これまた身長の高い、赤い長髪を一つでまとめてくくっている野性的な男性。
ちなみに、私の隣に立っている人は茶髪だ。
茶髪といっても、日本人が染めた感じじゃなく、地毛なのだろうサラサラとしていて綺麗だ。
と、そんな事はどうでもよくて。
まさか、まさかだけどね?この瓦礫を拳で壊したなんて事…、無い、よね?
思わず後ずさりする。
危険だ。逃げなきゃ。
そう思ったとたん、茶髪の人に腕をひかれ抱きあげられる。
なになに!?
「走るぞ。口を開くな。舌をかむ。」
ええぇぇぇえええ、!?ちょ、ま、っ!
それから、茶髪さんは物凄い勢いで走りだした。
オリンピック選手顔負けの速さで、だ。
いろんな町の角を曲がったり潜ったりと、相手を巻くように道を選ぶ。
「待ちやがれーっ!」
という声とともに赤毛の彼が追いかけてくる音がする。
茶髪さんが苦しそうな表情を浮かべていたので、私を抱えてはきついのでは、と思った。
「そこの角、!右に曲がって!」
咄嗟に私はそう言う。
街を何度も行ったり来たりしているのだ。構図は覚えている。
茶髪さんは私の言うとおりに動いてくれた。
「そこを左に!次はまっすぐ、右言って、右を曲がって、そこ潜って、!」
アーチになっている林のようなところに出たところで、いったん捲けたのだろう、私を下してくれた。

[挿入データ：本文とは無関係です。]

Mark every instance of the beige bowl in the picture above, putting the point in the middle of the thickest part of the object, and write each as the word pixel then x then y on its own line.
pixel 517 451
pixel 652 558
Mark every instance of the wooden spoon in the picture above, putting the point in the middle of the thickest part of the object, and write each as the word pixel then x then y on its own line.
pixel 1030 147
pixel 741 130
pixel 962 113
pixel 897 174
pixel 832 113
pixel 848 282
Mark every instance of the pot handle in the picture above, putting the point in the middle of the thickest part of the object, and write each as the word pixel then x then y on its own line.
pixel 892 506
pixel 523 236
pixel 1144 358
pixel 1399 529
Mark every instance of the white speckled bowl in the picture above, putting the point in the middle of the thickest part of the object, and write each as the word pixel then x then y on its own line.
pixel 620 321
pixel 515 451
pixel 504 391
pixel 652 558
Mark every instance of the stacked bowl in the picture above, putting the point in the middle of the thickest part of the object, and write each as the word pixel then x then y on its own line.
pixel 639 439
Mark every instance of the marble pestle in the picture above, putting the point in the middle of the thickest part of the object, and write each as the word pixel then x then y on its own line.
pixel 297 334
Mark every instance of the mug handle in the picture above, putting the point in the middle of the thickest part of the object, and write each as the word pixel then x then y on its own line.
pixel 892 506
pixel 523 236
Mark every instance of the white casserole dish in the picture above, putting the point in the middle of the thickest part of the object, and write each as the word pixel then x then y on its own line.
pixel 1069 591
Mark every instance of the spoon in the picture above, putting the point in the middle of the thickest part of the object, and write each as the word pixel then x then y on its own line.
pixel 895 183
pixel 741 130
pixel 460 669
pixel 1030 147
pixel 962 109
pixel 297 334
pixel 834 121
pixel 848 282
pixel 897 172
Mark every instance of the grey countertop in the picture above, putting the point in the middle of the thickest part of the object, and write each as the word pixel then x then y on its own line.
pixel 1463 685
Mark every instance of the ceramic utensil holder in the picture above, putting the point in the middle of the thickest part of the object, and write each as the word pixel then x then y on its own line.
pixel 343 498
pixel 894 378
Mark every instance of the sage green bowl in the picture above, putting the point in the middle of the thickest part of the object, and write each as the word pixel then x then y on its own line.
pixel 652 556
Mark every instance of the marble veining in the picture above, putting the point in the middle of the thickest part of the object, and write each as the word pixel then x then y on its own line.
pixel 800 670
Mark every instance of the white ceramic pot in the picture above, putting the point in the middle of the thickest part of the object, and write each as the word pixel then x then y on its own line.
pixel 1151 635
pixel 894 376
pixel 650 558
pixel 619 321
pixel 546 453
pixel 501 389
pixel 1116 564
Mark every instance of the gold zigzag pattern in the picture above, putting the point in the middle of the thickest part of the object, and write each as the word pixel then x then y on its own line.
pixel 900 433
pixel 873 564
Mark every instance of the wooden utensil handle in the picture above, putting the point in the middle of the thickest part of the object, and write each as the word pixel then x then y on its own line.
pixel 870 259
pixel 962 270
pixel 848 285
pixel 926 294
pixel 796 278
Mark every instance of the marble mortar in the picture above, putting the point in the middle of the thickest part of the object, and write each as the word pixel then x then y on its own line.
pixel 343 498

「厄介事に巻き込んで済まない。君は此処から帰りなさい。」
「あ、はい、分かりました…。」
「では、。」
そう言って、茶髪さんは華麗に去っていく。
いったい、今日は何の厄日だ?
そもそも、いったい彼らは何者なんだ?
来ている服装や、品がよさそうなところから指摘族には間違いない、と思う。
なんて事に巻き込まれたんだろう私。
ただ、平凡に過ごしたいだけなのに。
そこで、はた、と気づく。
買った物ぶちまけて帰ってきちゃった!
あーもー、どーすりゃいいの。
踏んだり蹴ったりな一日が終わった。
でも、これは私の災難の始まりにすぎない。